Chapter 38
MILA
Mila’s office seems colder than it did a week ago.
Not literally, although the late winter chill still claws at the windows. But everything else feels off. Like someone crept in during her absence and scrubbed away every trace of warmth and familiarity with bleach, leaving behind nothing but the shell of what used to be hers.
Mila stares at her computer screen, watching the cursor blink in rhythm with her anxiety. She’s opened and closed the same email three times. Her inbox is full. Her hands won’t stop fidgeting.
God, she misses him.
His hands fisting her hair. His rough voice in her ear.
Instead, she’s stuck in this sterile office, drowning in dread and pretending nothing’s wrong.
Her phone buzzes against the desk.
Richard
Come to my office.
Mila glares at the screen. The way he summons her, like she’s a dog trained to heel. She should ignore it, block the number, hurl the phone into traffic. But she can’t—not with the threat of him telling Jaryd hanging over her head like a guillotine.
So she gets up. Straightens her blazer. Reapplies her lip gloss with shaking hands.
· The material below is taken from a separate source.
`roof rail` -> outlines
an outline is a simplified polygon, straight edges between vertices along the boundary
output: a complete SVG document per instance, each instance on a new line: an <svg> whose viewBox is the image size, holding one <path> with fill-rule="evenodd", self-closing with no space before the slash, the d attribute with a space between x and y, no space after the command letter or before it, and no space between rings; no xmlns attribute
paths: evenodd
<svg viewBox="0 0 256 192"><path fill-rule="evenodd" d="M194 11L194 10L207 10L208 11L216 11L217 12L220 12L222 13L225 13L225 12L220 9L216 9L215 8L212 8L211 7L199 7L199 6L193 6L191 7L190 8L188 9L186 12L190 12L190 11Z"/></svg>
The hallway feels like it’s grown an extra mile overnight. Her heels click against the tile with each step, her pulse thudding in her ears. Every nerve in her body is begging her not to give him this. But what’s the alternative? She’s trapped, and she knows it.
She knocks once.
“Come in,” Richard calls out cheerfully. As if he hadn’t turned her insides to ash less than twenty-four hours ago.
Mila steps inside, every muscle tight with resistance. She doesn’t sit. Can’t. Her body won’t let her.
He glances up, gestures lazily at the chair across from him. “Suit yourself.”
His desk is immaculate. Not a file out of place and several shiny industry awards strategically positioned so anyone who walks in is reminded who owns the air in this room. A man so in love with his own reflection, she half expects to catch him whispering to the glass.
“I’ve been thinking,” he says, leaning back in his chair. “And I’ve decided I’m willing to keep what I saw...between us.”
Her stomach turns sharp and sour, like she’s swallowed something rotten. The floor might as well tilt beneath her.
“How generous,” she manages, her voice taut with restraint.
“Richard can be merciful,” he says.
Mila swallows a full-body gag,
“In exchange,” he goes on, tone smooth and self-important, as if this were a polite negotiation over coffee instead of—let’s call it what it is—blackmail, “for a few minor concessions.”
Of course.
She crosses her arms, already bracing for the blow.
“The Whalers account,” he says. “You’ll hand it over. Effective immediately.”
Her jaw goes slack. “Are you serious?”
“And you’ll step back from any credit related to the gala. No interviews. No internal recognition. I’ll take the meetings with Jaryd. You’ll stay where you belong—behind the scenes.”
It takes every ounce of her self-control not to recoil.
Her vision tunnels with rage, but beneath the anger is a rising tide of something uglier—helplessness, thick and choking.
She has worked too hard, sacrificed too much, clawed her way through every sexist boardroom and passive-aggressive performance review to get here, only to watch it all dangle by a thread in this man’s smug, manicured hands.
“Jaryd will never buy it,” she says, her voice brittle. “I built that account from the ground up. He’ll ask questions.”
“Did I stutter?” Richard says, low and wicked.
The fury is instant and blinding, hot in her throat.
“You weren’t so full of yourself when Theo was staring you down and deciding which wall to put you through,” she fires back, her control fracturing.
“You’ll make Jaryd believe it,” Richard repeats cooly, as if he hasn’t heard her. “Or I go to him with what I saw. Your job won’t survive it. Neither will your precious reputation.”
And then with a smirk he adds, “Karma’s a bitch, isn’t it, sweetheart?”
Mila’s mouth opens. Closes. She wants to throw something. Break something. Instead, she takes a measured breath and lets her voice drop to a knife’s edge.
“I hate you.”
His eyes flash, but she doesn’t stop.
“I hate the way you speak to people. I hate that you think everyone owes you something because you managed to string together a few half-decent campaigns in your life. And I deeply regret every moment I spent pretending you were someone worth taking seriously.”
She doesn’t wait for a response.
Just turns, storms out of his office, and slams the door behind her hard enough to make the glass shiver.
Back at her desk, her hands won’t stop trembling.
She exhales through clenched teeth, trying to hold herself together, but her shoulders ache with the effort.
Her eyes sting, too full, too hot. She doesn’t cry, but it feels like something inside her is unraveling, stitch by careful stitch.
She wants to call Theo and hear his beautiful, careful voice whisper something soft just for her.
But she doesn’t move. Because right now, she has no idea how to fix any of it.